Purette Mills is a 67-year old retired physical education and music teacher who was furthering her education by working on her doctorate in educational leadership. Purette’s passion is working with women. She is the vice president of a non-profit focused on educating and empowering women to leave the welfare system, introducing them to various careers, helping provide for their needs and more. A mother of three sons, Purette moved from Alabama to Florida to become her mother’s caretaker.
In early November, Purette was going about her day when she attempted to use a pair of scissors and found herself struggling. Because she was showing other signs of a stroke, including right-sided weakness and difficulty speaking, an ambulance was called and Purette was taken to North Florida Regional Hospital. In the emergency room, she was screened and it was confirmed she suffered a stroke. Purette was given a tPA, or “clot busting” drug, which is used to break up the clot that is causing a blockage or disruption in the flow of blood to the brain.
A week after suffering the stroke, Purette had stabilized and was transferred to UF Health Rehab Hospital for extended recovery. There, she set goals to relearn how to use her right hand again and gain strength in her right leg. Her physician-led team of nurses, physical, occupational and speech therapists devised a plan to get her there.
Physical and occupational therapists utilized electric muscle stimulation, mobile arm support and adapted equipment to help Purette increase the strength and range of motion in her right arm and leg. “Purette was such a pleasure to work with and was so motivated. She was always game for anything I threw at her and the results really showed,” Purette’s occupational therapist said. Speech therapists worked with Purette on techniques to help with swallowing and exercises to aid her in communicating more clearly.

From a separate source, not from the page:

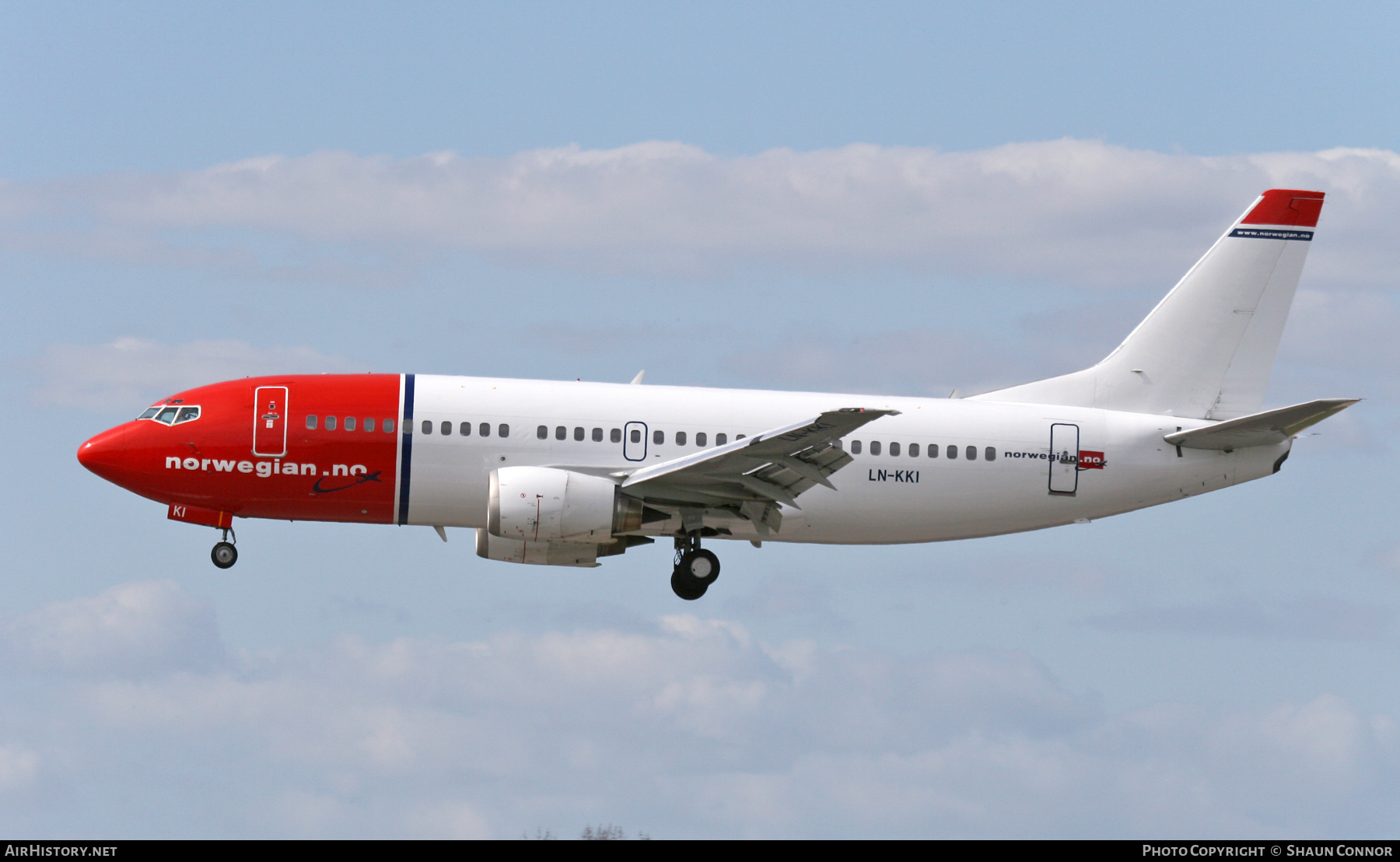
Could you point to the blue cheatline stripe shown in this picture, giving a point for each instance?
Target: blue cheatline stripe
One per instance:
(1272, 234)
(406, 427)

Purette said that while therapy was never enjoyable in the moment, her therapists pushed her to reach her potential and seeing small improvements each day kept her motivated. She admits that she was feeling down and discouraged when she arrived but said, “Everyone was so nice and helpful. The fact that the staff was great made me look forward to therapy.” Purette experienced a number of major milestones while in rehab, the first of which occurred the morning she was finally able to get out of bed by herself. Other “a-ha” moments include when she was able to finally stretch her fingers and make a fist and when she began to walk again.

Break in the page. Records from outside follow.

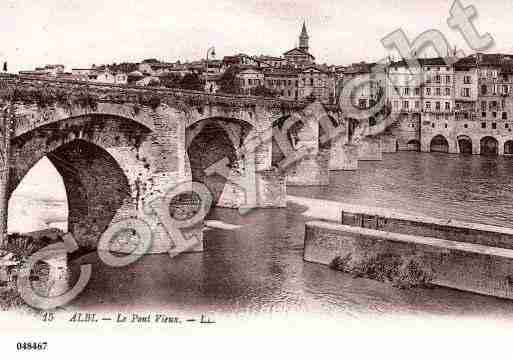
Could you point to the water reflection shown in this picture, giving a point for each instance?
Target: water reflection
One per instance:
(258, 266)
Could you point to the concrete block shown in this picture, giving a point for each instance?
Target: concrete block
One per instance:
(369, 149)
(310, 170)
(464, 266)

Purette credits her son Arell, who surprised her by coming to Florida and helping her through her recovery providing daily support and motivation. “It was really nice spending time with him. It would have been a lot worse if he wasn’t there,” said Purette.
After several weeks at UF Health Rehab Hospital, Purette was ready to move on to outpatient rehabilitation and home therapy. At discharge, she was able to get in and out of bed, walk 500 feet and walk up 15 stairs with light supervision. Her right arm’s function had greatly improved and she was mostly independent in completing her personal care; she only needed help getting her hair in a ponytail.

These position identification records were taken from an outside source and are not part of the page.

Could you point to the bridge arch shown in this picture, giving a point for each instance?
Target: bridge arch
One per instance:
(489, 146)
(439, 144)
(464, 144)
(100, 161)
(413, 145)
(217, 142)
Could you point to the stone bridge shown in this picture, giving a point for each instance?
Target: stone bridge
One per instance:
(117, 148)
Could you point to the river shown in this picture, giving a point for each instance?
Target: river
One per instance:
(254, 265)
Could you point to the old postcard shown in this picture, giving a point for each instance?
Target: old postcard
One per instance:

Purette is looking forward to going shopping and eventually returning to school to finish her doctorate. She said her time at UF Health Rehab Hospital was “excellent,” stating that the experience was transformative in many ways. “I learned to dig into myself for motivation. I realized that I had been teaching a lot of things to my students that I didn’t think applied to me, but now I know that they do.”
Purette recommends that anyone going through a similar recovery journey to “listen to your therapists and pay attention to their advice. They always encouraged me when I beat myself up. I used to think that when they encouraged me, they were just doing their job, but now I realized that they truly cared. They loved me, and when you feel loved, you do better.”